Advances in imaging technology have taken significant strides with the introduction of innovative image fusion models. A new study proposes such model aimed at enhancing the quality of multi-modal images, which is particularly valuable in fields such as medical imaging and surveillance. The model effectively integrates information from multiple image types, improving their usability for subsequent visual tasks.
Researchers have primarily focused on dual-stream methods employing convolutional neural networks (CNNs), finding limitations due to small receptive fields. This study proposes the use of both Transformers and CNNs, thereby uniting the strengths of each architecture. By improving information retention from image pairs—especially those comprising infrared and visible images as well as various medical images—the proposed model carries potential benefits across diverse practical applications.
To effectively engage features, the shared encoder framework is based on Transformers. The encoder includes intra-modal feature extraction blocks, inter-modal feature extraction blocks, and feature alignment blocks, all specially devised to manage slight misalignments between source images.
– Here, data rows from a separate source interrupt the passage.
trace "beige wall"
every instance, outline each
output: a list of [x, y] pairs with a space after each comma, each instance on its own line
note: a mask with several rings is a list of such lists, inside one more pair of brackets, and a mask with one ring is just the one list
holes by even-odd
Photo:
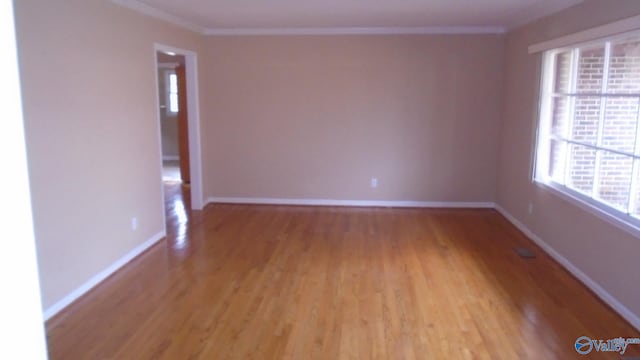
[[[531, 182], [541, 56], [527, 53], [531, 44], [637, 14], [640, 2], [636, 0], [587, 1], [509, 33], [497, 200], [624, 306], [640, 314], [638, 238]], [[528, 214], [529, 203], [534, 206], [532, 215]]]
[[153, 43], [201, 38], [107, 1], [15, 7], [47, 308], [164, 230]]
[[503, 41], [208, 37], [205, 198], [493, 201]]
For extracting both low- and high-frequency features, the model employs private encoders with dual-stream CNN architecture, enhancing its capability to model complex visual information.
A noteworthy advancement introduced with this model is the cross-attention-based Swin Transformer block, which enhances the exploration of cross-domain information. This is necessary for improving the efficiency of multi-modal image autonomy observed in various high-level tasks.
A unified loss function is also part of this innovative approach, incorporating dynamic weighting factors to accurately capture the inherent commonalities of the multi-modal images. This comprehensive structure has shown promise, as extensive qualitative and quantitative analyses demonstrate its superiority. The model is not only able to preserve thermal targets and background texture details but also exceeds the performance of existing state-of-the-art methods.
Training was conducted on the M3FD dataset, consisting of 2,700 high-resolution image pairs (1024x768), collected from typical urban road scenes useful for applications like autonomous driving. Verification on additional datasets supports the findings, demonstrating broad and stable applicability across distinct environments.
The research also utilized the Harvard Medical Dataset for the medical imaging models, highlighting its versatility across different domains. This comprehensive effort indicates the model's ability to integrate various image modalities, leading to improved outcomes especially for medical and surveillance applications.
Given the continual advances and challenges faced within the field of computer vision, the proposed model stands as a significant development, aiding future research and practical deployments of multi-modal image fusion technologies. With support from the National Natural Science Foundation of China, this work lays the groundwork for subsequent explorations, aiming for enhanced imaging techniques and synthesized understandings from multi-source inputs.